GNOME Bugzilla – Bug 327787
searching in several locations only displays search results for last location
Last modified: 2012-07-20 12:26:38 UTC
Please describe the problem: With the new simple (no beagle) search interface, there is the posibility to define more than one location however results come only from the last location. Steps to reproduce: 1. 2. 3. Actual results: Expected results: Search files in all the locations defined. Does this happen every time? Other information:
Confirmed with Nautilus 2.14.3 on Ubuntu Dapper.
the issue is still there on GNOME 2.24 https://bugs.launchpad.net/nautilus/+bug/275495
Created attachment 143516 [details] [review] Fixes multi location searches in simple engine This patch fixes the problem when you've selected multiple search locations and only the last one was search. It changes the NautilusQuery api, the savedSearch file format (compatible with previous format) and updates the simple search. As I'm not a tracker nor beagle expert I'd like them to update the other engines. Please review and consider for 2.28.X.

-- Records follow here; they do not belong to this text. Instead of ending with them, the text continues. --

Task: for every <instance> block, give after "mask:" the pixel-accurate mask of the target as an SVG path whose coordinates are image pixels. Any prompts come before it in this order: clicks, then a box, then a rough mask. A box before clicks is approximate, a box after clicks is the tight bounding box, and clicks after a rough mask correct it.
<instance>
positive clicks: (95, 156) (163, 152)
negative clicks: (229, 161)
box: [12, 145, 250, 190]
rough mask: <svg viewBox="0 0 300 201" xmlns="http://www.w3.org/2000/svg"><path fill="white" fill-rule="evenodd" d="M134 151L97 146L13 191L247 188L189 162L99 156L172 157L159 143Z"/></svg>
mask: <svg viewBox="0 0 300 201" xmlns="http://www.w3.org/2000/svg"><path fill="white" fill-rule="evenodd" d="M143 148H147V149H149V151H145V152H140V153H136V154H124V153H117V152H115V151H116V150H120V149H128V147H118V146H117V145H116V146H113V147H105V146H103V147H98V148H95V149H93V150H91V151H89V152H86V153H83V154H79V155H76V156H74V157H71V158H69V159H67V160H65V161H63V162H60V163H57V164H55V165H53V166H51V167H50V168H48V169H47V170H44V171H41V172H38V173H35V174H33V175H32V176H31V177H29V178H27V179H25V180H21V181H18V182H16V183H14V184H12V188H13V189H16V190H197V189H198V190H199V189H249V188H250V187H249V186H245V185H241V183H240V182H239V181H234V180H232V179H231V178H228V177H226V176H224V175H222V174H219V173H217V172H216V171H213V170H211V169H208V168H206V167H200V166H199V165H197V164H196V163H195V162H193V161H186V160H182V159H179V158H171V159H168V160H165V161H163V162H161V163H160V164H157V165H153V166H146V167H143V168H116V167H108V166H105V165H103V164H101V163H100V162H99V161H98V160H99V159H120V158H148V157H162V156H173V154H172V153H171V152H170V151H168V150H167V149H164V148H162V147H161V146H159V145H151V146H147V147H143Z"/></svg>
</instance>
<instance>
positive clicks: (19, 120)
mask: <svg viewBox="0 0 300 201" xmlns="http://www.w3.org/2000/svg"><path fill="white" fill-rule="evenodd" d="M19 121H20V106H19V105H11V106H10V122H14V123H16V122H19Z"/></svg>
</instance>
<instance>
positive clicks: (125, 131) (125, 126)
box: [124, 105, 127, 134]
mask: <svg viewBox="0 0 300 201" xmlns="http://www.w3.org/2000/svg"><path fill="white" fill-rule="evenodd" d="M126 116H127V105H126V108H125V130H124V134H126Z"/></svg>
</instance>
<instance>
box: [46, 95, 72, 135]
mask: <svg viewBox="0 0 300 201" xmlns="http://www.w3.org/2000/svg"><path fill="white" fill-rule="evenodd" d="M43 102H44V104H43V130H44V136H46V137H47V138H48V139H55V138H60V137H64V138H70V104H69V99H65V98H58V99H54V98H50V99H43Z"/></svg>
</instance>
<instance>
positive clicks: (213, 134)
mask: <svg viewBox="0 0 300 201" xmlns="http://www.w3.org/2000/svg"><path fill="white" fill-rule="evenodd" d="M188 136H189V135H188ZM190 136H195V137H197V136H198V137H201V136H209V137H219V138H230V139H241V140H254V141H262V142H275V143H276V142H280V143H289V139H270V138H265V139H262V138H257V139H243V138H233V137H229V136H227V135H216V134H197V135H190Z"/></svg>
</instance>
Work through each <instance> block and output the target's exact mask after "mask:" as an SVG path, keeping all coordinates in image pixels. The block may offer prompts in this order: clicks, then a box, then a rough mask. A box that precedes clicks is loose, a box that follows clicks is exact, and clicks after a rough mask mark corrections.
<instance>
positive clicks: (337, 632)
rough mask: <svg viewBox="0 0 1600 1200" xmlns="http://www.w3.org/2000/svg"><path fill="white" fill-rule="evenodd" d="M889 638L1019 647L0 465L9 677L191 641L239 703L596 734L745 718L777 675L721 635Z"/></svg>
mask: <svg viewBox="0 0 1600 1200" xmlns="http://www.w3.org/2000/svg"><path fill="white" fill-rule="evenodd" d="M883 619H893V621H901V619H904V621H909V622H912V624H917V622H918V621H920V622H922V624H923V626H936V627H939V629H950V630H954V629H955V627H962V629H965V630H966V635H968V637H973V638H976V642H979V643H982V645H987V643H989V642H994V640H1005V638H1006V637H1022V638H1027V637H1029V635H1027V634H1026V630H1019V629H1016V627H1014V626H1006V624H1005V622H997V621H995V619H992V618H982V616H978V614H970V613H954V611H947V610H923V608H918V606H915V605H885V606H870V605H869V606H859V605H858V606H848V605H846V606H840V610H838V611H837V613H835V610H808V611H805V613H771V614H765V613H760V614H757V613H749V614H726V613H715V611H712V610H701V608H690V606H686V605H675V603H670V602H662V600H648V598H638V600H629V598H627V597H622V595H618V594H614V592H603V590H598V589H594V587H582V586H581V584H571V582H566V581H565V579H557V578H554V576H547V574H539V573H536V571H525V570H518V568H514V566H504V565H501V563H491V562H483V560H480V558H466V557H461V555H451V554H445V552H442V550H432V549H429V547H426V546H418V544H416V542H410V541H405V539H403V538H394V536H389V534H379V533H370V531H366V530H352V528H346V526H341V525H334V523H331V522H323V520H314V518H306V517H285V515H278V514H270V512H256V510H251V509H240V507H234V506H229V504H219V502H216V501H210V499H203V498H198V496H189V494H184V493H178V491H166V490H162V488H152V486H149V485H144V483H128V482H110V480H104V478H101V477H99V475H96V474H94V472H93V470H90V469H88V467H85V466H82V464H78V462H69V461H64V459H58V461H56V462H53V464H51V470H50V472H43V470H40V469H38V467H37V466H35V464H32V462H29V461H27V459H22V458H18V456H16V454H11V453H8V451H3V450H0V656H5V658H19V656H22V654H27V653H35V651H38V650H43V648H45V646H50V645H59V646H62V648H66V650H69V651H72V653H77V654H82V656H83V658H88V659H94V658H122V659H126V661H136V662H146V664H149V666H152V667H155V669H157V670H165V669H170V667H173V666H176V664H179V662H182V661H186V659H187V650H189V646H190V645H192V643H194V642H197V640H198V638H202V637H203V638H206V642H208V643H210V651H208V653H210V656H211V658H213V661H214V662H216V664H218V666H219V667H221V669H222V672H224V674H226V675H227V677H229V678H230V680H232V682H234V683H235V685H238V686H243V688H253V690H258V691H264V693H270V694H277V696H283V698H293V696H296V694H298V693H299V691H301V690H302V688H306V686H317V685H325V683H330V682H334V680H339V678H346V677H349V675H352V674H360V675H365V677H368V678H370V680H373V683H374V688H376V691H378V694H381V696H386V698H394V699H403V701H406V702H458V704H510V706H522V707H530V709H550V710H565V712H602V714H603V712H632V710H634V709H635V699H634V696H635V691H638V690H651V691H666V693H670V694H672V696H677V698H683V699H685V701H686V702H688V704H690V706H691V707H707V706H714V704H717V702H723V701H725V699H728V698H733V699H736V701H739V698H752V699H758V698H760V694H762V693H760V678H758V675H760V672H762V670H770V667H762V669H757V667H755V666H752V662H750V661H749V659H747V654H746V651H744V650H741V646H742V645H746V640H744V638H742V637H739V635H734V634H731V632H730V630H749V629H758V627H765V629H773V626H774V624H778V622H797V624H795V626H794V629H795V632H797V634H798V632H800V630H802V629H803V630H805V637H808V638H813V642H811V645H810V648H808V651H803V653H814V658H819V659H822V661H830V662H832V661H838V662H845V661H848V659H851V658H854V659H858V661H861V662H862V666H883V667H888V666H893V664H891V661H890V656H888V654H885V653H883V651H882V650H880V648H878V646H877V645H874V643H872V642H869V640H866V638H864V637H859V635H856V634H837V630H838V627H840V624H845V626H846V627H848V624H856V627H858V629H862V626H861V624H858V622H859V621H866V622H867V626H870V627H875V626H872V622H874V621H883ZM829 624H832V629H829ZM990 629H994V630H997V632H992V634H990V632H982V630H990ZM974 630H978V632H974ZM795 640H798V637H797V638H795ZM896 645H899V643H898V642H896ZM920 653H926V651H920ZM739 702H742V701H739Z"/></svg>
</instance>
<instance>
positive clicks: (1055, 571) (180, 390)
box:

Dear Marcus, first of all, thanks for your efforts! > This patch fixes the problem when you've selected multiple search locations and > only the last one was search. It changes the NautilusQuery api, the savedSearch > file format (compatible with previous format) and updates the simple search. To my understanding, the current search functionality uses a logical AND operation on all search criterions. Therefore, contents of different folders is mutually exclusive (omitting hardlinks). For instance, we have "file type" is "Document" AND "file name" matches "foo*" AND "location" contains "folder A". It seems to be odd to silently change "location" contains "folder A" to "location" contains "folder A" OR "location" contains "folder B" in case that you select multiple folders, without making this somehow obvious in the GUI. For instance, the GUI could look like [ Location] [A] or [B] ... [F] or [G] or [ Location] [A] or [B] ... [F] or [G] The latter has the advantage of being able to display a [-] next to each criterion. I am also not sure whether it makes sense to change <location> to <locations> because it changes the file format, such that you can not downgrade Nautilus. Appending each <location> wouldn't break anything - because if old releases just pick the last one, the file is at least considered valid.

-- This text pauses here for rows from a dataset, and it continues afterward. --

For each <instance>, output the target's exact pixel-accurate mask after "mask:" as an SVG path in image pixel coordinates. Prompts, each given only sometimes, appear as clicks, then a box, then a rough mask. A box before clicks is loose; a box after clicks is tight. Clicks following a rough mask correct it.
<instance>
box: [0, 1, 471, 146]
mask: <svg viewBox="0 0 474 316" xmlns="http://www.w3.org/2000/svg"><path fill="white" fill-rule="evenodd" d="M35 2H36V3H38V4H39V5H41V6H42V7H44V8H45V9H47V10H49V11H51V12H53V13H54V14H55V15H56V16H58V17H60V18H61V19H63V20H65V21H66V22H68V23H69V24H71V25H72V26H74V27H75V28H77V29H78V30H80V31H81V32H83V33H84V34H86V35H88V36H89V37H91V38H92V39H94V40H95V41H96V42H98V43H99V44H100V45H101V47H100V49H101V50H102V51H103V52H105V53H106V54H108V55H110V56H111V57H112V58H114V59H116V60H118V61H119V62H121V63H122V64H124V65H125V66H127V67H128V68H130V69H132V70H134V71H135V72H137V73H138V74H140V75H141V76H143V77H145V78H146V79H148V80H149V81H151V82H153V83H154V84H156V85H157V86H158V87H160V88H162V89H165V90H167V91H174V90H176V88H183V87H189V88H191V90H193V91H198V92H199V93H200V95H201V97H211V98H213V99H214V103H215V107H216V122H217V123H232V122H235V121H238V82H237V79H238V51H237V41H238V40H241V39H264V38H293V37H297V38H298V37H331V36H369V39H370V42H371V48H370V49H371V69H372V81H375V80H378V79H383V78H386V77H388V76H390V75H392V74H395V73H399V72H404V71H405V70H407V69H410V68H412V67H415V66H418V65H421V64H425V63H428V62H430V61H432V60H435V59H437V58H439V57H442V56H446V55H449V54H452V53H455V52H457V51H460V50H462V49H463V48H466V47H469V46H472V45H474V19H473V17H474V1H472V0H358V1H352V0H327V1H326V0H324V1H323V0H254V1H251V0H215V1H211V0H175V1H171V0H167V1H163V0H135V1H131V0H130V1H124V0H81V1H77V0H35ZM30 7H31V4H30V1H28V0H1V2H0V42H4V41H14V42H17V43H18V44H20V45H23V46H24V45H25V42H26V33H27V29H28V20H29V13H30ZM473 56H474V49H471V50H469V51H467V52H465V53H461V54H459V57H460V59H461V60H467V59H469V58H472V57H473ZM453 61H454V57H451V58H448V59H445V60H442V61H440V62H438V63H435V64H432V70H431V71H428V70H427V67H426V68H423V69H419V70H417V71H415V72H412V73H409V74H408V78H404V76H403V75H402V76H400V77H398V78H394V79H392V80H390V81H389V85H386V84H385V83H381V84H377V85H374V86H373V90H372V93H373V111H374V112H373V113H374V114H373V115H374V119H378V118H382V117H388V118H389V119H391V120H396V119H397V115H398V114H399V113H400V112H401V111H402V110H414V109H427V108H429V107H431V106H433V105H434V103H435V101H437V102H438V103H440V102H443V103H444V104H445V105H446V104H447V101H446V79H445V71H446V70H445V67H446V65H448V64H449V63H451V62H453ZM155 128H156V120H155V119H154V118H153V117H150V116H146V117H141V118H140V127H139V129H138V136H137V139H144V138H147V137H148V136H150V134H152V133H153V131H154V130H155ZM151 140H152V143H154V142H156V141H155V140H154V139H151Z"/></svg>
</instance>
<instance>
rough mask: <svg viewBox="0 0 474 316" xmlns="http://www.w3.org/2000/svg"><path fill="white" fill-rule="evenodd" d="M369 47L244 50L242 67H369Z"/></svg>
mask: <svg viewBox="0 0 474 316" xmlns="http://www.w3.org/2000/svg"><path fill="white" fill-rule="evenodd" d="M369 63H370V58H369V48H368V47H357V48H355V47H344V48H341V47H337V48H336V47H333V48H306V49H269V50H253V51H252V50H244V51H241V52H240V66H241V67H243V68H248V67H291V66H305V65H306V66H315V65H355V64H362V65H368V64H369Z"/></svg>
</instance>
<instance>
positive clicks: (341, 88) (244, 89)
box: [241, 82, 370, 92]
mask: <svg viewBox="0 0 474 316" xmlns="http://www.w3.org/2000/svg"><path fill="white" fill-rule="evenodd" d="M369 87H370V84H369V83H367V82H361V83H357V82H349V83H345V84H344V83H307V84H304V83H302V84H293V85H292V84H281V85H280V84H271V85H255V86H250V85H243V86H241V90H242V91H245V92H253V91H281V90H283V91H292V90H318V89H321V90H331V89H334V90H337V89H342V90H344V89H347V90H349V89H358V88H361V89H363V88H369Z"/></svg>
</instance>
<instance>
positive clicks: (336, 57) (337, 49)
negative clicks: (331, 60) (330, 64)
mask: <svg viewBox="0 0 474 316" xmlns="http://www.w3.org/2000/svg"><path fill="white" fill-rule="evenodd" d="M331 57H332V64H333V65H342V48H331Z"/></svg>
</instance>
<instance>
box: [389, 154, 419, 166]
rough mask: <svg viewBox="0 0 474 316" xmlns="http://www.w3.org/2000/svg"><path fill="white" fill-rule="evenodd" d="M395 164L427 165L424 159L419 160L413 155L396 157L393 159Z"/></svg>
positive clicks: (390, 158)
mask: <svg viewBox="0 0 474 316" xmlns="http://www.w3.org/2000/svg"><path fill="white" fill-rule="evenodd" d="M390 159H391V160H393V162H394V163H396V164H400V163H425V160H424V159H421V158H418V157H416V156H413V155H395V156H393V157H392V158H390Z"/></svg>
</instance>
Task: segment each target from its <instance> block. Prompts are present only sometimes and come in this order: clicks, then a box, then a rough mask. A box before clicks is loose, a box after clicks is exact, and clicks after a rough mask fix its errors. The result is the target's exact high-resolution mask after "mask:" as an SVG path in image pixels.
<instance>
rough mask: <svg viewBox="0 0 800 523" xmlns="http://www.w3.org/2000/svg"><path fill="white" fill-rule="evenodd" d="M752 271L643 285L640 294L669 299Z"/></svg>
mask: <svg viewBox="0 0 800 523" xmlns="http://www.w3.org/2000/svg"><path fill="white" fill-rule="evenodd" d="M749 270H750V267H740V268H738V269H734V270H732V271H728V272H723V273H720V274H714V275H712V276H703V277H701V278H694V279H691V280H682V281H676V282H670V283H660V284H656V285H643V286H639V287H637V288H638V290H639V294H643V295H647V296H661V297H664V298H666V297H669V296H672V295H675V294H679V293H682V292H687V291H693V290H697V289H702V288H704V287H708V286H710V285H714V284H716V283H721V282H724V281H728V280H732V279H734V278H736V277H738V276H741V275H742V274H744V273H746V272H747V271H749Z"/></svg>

btw. the UI change should also be used for the "file type" criterion. I think criterions referring to the same file property (location, type, ...) should always be linked with a logical OR, and this must be made obvious somehow. Maybe someone also has a good idea how multiple file name patterns can be displayed in the UI, but this would probably only be rarely used and not of major importance.

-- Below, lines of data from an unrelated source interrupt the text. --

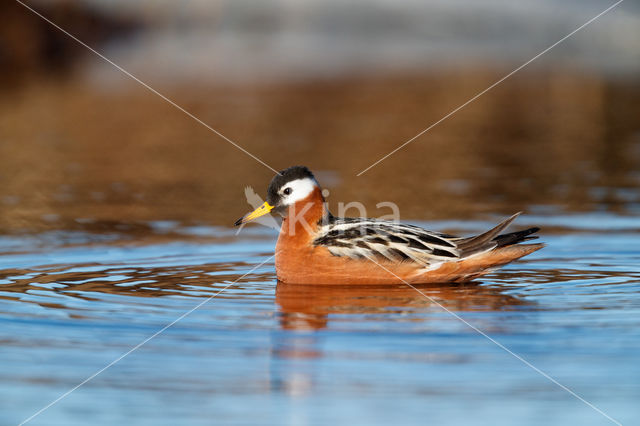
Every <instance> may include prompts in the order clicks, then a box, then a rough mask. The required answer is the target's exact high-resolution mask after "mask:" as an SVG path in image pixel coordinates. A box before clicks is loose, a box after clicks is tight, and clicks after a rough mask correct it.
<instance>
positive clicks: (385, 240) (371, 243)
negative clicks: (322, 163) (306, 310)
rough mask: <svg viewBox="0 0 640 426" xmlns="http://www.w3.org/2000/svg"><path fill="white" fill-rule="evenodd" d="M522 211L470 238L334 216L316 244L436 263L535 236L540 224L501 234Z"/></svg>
mask: <svg viewBox="0 0 640 426" xmlns="http://www.w3.org/2000/svg"><path fill="white" fill-rule="evenodd" d="M519 214H520V213H516V214H515V215H513V216H511V217H510V218H508V219H506V220H504V221H502V222H500V223H499V224H498V225H497V226H495V227H494V228H492V229H490V230H488V231H486V232H484V233H482V234H480V235H476V236H472V237H468V238H460V237H456V236H453V235H447V234H442V233H439V232H432V231H427V230H426V229H423V228H420V227H418V226H413V225H406V224H401V223H396V222H389V221H383V220H376V219H364V218H334V217H331V218H330V220H329V223H327V224H324V225H322V226H321V227H320V230H319V233H318V236H317V237H316V238H315V239H314V241H313V244H314V245H316V246H324V247H326V248H327V249H328V250H329V251H330V252H331V254H333V255H334V256H346V257H349V258H352V259H361V258H369V259H375V258H377V259H388V260H391V261H396V262H398V261H408V262H415V263H418V264H421V265H432V264H435V263H440V262H446V261H456V260H460V259H464V258H467V257H470V256H473V255H476V254H479V253H484V252H487V251H489V250H493V249H494V248H496V247H501V246H504V245H511V244H517V243H519V242H522V241H525V240H529V239H532V238H535V237H531V236H529V235H530V234H533V233H535V232H536V231H538V228H530V229H527V230H524V231H519V232H512V233H510V234H500V233H501V232H502V231H504V230H505V229H506V228H507V227H508V226H509V225H510V224H511V222H513V221H514V220H515V218H516V217H518V215H519Z"/></svg>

Christian, actually I think that the built in search function in nautilus is quite crappy. And that we also ship the gnome-search-tool with gnome is quite strange as well - why not focusing on one tool (and make it really good)? My proposal - Get rid of the gnome-search-tool and point to nautilus search:// instead - Remove the search entry and replace it with a filter entry instead (just filtering the current view) - Create a new search tool inside of nautilus more like the gnome-search-tool, see below In the new nautilus search tool, as you describe, make it clear whether its OR or AND like this; (all is inside the view) Name contains [foo ] [-] or [bar ][+][-] Location is in [/home/marcus] [-] or [/var/share] [-] or [/var/www] [+][-] File type is [Document] [+][-] Available options [Size \/] [Add] What do you think?
(In reply to comment #6) > Christian, actually I think that the built in search function in nautilus is > quite crappy. Why not just prevent the option to choose the second location? ie: if we have the location selected once , the next filter can only be filetype.
This is still valid in 3.1.4.
This bug is no longer present with search in master.